Although some major EU leaders have refused to include agriculture within a trade deal in the spirit of "zero tariffs, zero non-tariff barriers, zero subsidies" proposed by President Trump, the EU has promised to move forward.
However, does the EU really have the capability to help Washington solve its soybean dilemma, brought about by China's counteraction?
The answer given by Bloomberg is negative. Its report says that the promise President Donald Trump extracted from the European Union to buy more soybeans from US farmers won't put much of a dent in the potential losses from a continuing trade war with China.
The EU is the second-biggest buyer of the US oilseed.

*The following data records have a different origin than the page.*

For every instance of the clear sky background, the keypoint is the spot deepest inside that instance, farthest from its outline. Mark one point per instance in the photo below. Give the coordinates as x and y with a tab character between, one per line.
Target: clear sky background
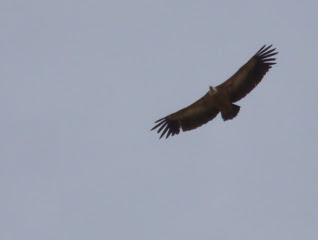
81	83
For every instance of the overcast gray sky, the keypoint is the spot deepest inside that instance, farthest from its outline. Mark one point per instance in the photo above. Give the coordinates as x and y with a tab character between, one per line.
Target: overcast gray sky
82	83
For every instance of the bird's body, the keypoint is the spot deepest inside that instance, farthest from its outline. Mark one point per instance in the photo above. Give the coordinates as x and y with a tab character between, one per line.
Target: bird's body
220	98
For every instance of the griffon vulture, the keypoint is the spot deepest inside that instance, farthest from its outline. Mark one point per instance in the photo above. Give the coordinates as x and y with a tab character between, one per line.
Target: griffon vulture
220	98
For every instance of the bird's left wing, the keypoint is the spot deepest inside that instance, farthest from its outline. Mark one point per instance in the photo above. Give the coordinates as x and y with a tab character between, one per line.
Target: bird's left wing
191	117
250	74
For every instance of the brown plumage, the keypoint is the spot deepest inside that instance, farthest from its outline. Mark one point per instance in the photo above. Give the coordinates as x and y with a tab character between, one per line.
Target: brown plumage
220	98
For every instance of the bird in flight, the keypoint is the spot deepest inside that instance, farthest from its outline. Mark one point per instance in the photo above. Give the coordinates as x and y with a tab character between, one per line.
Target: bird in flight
220	98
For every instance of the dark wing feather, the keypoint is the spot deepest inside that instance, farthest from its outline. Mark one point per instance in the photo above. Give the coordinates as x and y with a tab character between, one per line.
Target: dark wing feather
191	117
250	74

But it comes a distant second to China, which bought 12.3 billion US dollars' worth of US soy last year compared with the 1.6 billion US dollars exported to the EU.
Losses in sales to China stemming from an escalating trade spat are causing political headaches for Trump and farm-state Republicans in Congress that Europe won't be able to relieve.

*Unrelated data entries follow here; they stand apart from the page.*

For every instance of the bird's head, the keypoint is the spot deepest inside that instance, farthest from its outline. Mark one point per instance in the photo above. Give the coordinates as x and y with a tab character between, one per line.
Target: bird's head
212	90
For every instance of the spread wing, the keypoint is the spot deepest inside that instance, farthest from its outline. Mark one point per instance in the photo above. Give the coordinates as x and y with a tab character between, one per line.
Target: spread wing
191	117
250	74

A Reuter's report, titled "Discount not discourse to boost US soy sales to EU," points out clearly that the recent deal reached between the US and Europe to increase the EU’s imports of American soybeans contains rather a symbolic meaning.
Before their meeting in the White House, the EU had begun to increase imports of US soybeans due to market prices, which are expected to be 20 US dollars per ton lower than that of South American soybeans in August.
According to AFP, a senior EU official insisted that markets alone will decide the level of EU imports of US soybeans.
The American investigative news agency Mother Jones points out that American soybeans account for about one-third of the total imports of the European Union. Even if European imports are increased, its help for American soybean exports will be limited.
Currently, American soybean prices have rebounded to 8.59 US dollars a bushel, against the backdrop of EU and the US foreign trade negotiations, as well as the US financial subsidies, but analysis carried out by the University of Illinois believes that US soybean farmers still cannot make a profit unless the soybean price rises to 10.05 US dollars a bushel.
For US soybean farmers, they'd prefer a stable export market than a relief check issued by the government.
The new European market that the Trump administration has sought for them has much less of an appetite to consume all the soybeans rejected by China.
For over 3.1 million farmers in the United States, they are losing the Chinese market that they’d been working hard on for decades, which simply could not be made up by relief checks.